Viele der heute verwendeten Antibiotika wurden auf der Basis von Naturstoffen entwickelt, die Bakterien selber produzieren, um andere Bakterien abzuwehren. Gesucht und gefunden hat man diese Stoffe vor allem im Boden.

Nun haben sich Julia Vorholt und Jörn Piel vom Institut für Mikrobiologie der ETH Zürich einem ganz anderen Ökosystem zugewandt: der Blattoberfläche von Pflanzen. Im Rahmen des Nationalen Forschungsprogramms "Antimikrobielle Resistenz" untersuchten sie Bakterienstämme von der Blattoberfläche der Acker-Schmalwand.

Gegen Bakterien

Dieser Mikrokosmos, Phyllosphäre genannt, ist sehr nährstoffarm. "Das führt zu grossem Konkurrenzdruck", wird Vorholt in einer Mitteilung des Schweizerischen Nationalfonds zitiert, der das Projekt unterstützt. "Deshalb produzieren Bakterien unterschiedlichste Stoffe, mit denen sie ihren Lebensraum verteidigen", erklärt die Forscherin. Denn trotz des knappen Nahrungsangebots bevölkert eine Vielzahl von Organismen die Phyllosphäre.

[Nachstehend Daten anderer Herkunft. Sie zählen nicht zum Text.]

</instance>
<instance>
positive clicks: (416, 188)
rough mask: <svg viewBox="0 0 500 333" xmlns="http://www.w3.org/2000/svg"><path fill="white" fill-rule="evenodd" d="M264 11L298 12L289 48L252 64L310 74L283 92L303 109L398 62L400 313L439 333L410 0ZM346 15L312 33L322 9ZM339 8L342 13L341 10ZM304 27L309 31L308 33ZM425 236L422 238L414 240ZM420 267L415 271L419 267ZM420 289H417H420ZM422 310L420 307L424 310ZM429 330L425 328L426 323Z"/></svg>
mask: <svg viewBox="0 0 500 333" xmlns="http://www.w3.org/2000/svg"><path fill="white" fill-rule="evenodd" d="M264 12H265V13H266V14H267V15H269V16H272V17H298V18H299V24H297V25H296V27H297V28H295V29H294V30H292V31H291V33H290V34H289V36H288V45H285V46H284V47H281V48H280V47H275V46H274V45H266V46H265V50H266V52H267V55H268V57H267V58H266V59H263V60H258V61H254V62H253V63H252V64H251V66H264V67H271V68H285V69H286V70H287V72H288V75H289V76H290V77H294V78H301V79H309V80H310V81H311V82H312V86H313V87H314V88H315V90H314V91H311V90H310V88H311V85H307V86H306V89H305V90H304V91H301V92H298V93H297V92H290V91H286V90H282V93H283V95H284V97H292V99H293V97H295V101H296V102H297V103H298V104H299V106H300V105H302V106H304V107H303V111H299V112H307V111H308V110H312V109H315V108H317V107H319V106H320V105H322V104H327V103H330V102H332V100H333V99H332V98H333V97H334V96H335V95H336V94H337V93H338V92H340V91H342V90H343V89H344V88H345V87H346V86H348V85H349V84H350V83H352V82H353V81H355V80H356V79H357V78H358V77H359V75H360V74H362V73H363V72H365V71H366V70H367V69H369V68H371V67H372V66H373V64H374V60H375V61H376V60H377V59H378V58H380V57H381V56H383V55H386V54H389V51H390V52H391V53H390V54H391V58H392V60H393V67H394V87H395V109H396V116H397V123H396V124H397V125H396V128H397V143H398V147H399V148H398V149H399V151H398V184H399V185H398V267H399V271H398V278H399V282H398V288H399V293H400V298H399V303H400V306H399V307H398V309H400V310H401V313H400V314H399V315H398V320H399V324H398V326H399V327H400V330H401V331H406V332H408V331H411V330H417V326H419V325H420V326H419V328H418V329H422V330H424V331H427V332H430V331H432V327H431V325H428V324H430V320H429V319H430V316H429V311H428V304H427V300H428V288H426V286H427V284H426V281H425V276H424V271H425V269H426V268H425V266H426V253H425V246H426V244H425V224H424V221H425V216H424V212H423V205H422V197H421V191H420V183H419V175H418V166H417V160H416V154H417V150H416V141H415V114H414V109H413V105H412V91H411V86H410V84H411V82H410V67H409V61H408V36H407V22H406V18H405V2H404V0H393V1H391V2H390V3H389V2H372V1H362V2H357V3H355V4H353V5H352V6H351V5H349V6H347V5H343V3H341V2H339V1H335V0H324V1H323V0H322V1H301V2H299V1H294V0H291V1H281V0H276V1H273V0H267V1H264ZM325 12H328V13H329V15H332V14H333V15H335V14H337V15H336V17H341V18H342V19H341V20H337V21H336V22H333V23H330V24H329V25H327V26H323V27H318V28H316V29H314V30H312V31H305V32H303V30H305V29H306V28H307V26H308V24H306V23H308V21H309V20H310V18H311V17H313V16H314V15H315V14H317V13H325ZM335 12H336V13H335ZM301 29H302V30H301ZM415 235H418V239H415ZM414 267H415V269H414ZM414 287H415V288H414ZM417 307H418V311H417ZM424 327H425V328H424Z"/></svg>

Zusammen mit Piel untersuchte Vorholt mehr als zweihundert Bakterienstämme. Für diese lagen zwar deren Genome entschlüsselt vor, sie wurden aber bislang kaum gezielt analysiert. Die Forscher fanden 725 antibiotische Wechselwirkungen zwischen verschiedenen Stämmen, die dazu führen, dass sich bestimmte Bakterien nicht mehr vermehren.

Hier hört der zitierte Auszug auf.